Das bedeutete, dass Leon für seinen Virus neue Quellen finden musste. Er schob den letzten Bissen Kuchen in seinen Mund und zog die Notizen zu seinem Kurs in Kultureller Anthropologie heraus. Er erinnerte sich, dass sein Problem dem ähnelte, was innerhalb kleiner, indigener Volksstämme geschah: Sie brauchten neues genetisches Material von außerhalb ihrer eigenen Sippe. Leon ging durch seine Notizen, bis er den Absatz über Ausgestoßene fand. Während er seine Notizen durchlas, erkannte Leon, dass die Stämme Mitglieder untereinander austauschten, um genetische Varianz sicherzustellen. Manchmal endeten einige von ihnen als Ausgestoßene, andere Stammesmitglieder wurden in Kriegen gefangen genommen, und manche Stämme raubten sich gegenseitig die Frauen. All diese Mechanismen brachten neues genetisches Material in die Population und verbesserten so ihre Überlebenswahrscheinlichkeit. Was für zivilisierte Völker wie barbarisches Verhalten aussah, war in Wirklichkeit ein ausgeklügelter Langzeitplan, um die Gesundheit, die genetische Varianz und das Überleben der Spezies sicherzustellen.

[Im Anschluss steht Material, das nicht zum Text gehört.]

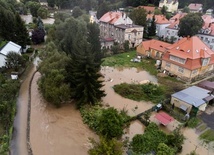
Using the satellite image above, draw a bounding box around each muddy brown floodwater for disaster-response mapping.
[30,73,97,155]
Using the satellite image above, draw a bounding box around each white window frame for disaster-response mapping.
[178,66,184,74]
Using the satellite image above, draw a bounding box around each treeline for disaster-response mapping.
[179,0,214,11]
[39,14,105,107]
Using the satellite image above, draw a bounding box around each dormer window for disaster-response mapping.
[201,58,210,66]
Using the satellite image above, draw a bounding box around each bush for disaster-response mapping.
[26,48,34,53]
[186,117,200,128]
[80,106,130,139]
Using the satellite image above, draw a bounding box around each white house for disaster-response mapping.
[146,14,170,37]
[99,11,143,47]
[0,41,22,67]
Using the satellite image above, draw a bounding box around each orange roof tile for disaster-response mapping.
[138,6,155,13]
[146,14,170,24]
[141,39,171,52]
[188,3,203,10]
[99,11,123,24]
[167,36,214,59]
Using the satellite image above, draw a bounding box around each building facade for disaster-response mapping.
[161,36,214,81]
[99,11,144,47]
[159,0,179,13]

Sein Virus würde also andere Software ›überfallen‹ müssen, um neues ›genetisches‹ Material zu erlangen. Das bedeutete, dass es nötig war, nutzbringendes Verhalten erkennen zu können. Wenn eine Software Daten an eine andere übermittelte, so würde das die Ausbreitung des Virus unterstützen, wäre also ein Kandidat für eine Übernahme. Wenn eine andere Software als Teil ihres Programmcodes in der Lage war, wiederum andere Software zu aktivieren, so würde dies die Infektion unterstützen, da es notwendig war, ein Programm zu starten, um einen Computer zu infizieren. So eine Software wäre ebenfalls ein nützlicher Kandidat.
Was Gegenmaßnahmen gegen Entdeckung anging, dachte Leon, dass es ein guter Anfang wäre, wenn sich sein Virus häufig verändern würde und andere Programme imitierte, indem es ihren Programmcode stahl. Er entschied sich, einen Schritt weiter zu gehen und seinem Virus eine gewisse Funktionalität zu geben: Wenn das Virus aussah wie eine Ente und quakte wie eine Ente, dann würden die meisten glauben, dass es auch eine Ente war, anstatt misstrauisch zu werden. Er brauchte also eine Quelle für so eine nützliche Funktion, aber woher sollte er sie nehmen?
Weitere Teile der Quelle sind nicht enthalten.